Olinda: patrimonial, líquida, conventual, carnavalesca, cultural. E descontinuada?
Gilberto Freyre disse: " Não se pode falar sobre Olinda esquecendo sua luz". A luz do sol. Que dá às águas do mar a riqueza de cor que nos encanta a todos. Os daqui e os de fora. No berço de Olinda, está o mar. E está o curso Jurídico, fundado em 1827. E que funcionou lá até 1854. Durante um tempo, um burgo universitário e eclesiástico. Depois, vieram as vocações modernas.
São três as vocações modernas de Olinda: a primeira é a vocação de patrimônio cultural, constituída no barroco conventual, de mosteiros e do casario. Tudo isto desenhado por Aloísio Magalhães. E apresentado à UNESCO. Em 14 de dezembro de 1982. Cuja certidão foi o título de cidade patrimônio, natural e cultural, da humanidade. Adornado na pintura de João Câmara, nas imagens de Augusto Rodrigues, na poesia de Carlos Pena Filho. E a invenção de Baccaro, o armorial de Samico, o rubro de Teresa Costa Rego. Os coqueiros de Zé Claudio, o brilho popular de Janete Costa.
A segunda vocação moderna de Olinda é o espírito político dos olindenses. Tão republicano, nas insurgências de 17,24 e 48. E tão aristocrático, nos modos e modas de sua população. Afeita à busca dos fazeres sociais. O republicanismo olindense é uma âncora que distinguiu a província e, então, a Federação, desde sempre. E o aristocratismo é um diploma que veio com açúcar. E, agora, ampliado no terciário de serviços turísticos.

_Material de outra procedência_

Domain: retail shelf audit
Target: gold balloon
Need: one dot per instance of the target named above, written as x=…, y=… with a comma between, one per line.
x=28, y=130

A terceira vocação moderna de Olinda é a alma carnavalesca. E que mostra a notável capacidade de síntese do povo olindense. Seu talento para harmonizar o profano e o sagrado. Mesclar o sagrado e o profano. Numa sinfonia de sons e cores, percepção e invenção, aprendizado e maestria. Olindenses são discípulos que logo se tornam mestres. No sonhar e no exprimir. No dizer e no dançar. No frevar. Com as Virgens de Olinda, o Bacalhau do Batata, o Homem da Meia Noite, o Vassourinhas, o Elefante, o Pitombeiras, o Maracatu Nação Pernambuco. E tantos mais.
Olinda é patrimonial e líquida. Conventual e carnavalesca. Mas descontinuada? Por que não há uma política atemporal de preservação do patrimônio cultural de Olinda? Uma política continuada, apoiada numa lei de Plano Diretor, a ser observada pelos inquilinos da prefeitura? Uma política, uma lei, uma vontade, uma decisão. E a irrevogável determinação de garantir a Olinda a preservação de seus bens materiais. E o respeito aos bens imateriais. O maior deles, a própria Cidade. Como símbolo e expressão. Sonho e realização.
É preciso que Olinda não seja só o emblema brincante do Carnaval. Mas que represente o valor de uma obra-prima, que é, da cultura do povo olindense. Como se ouvisse o poema de Joaquim Cardozo: "Olho as palmeiras do velho seminário, o horto dos jesuítas, e neste mar distante e verde, neste mar numeroso e longo ainda vejo as caravelas ... ".
* Conselheiro do Conselho de Proteção do Patrimônio Cultural de Pernambuco.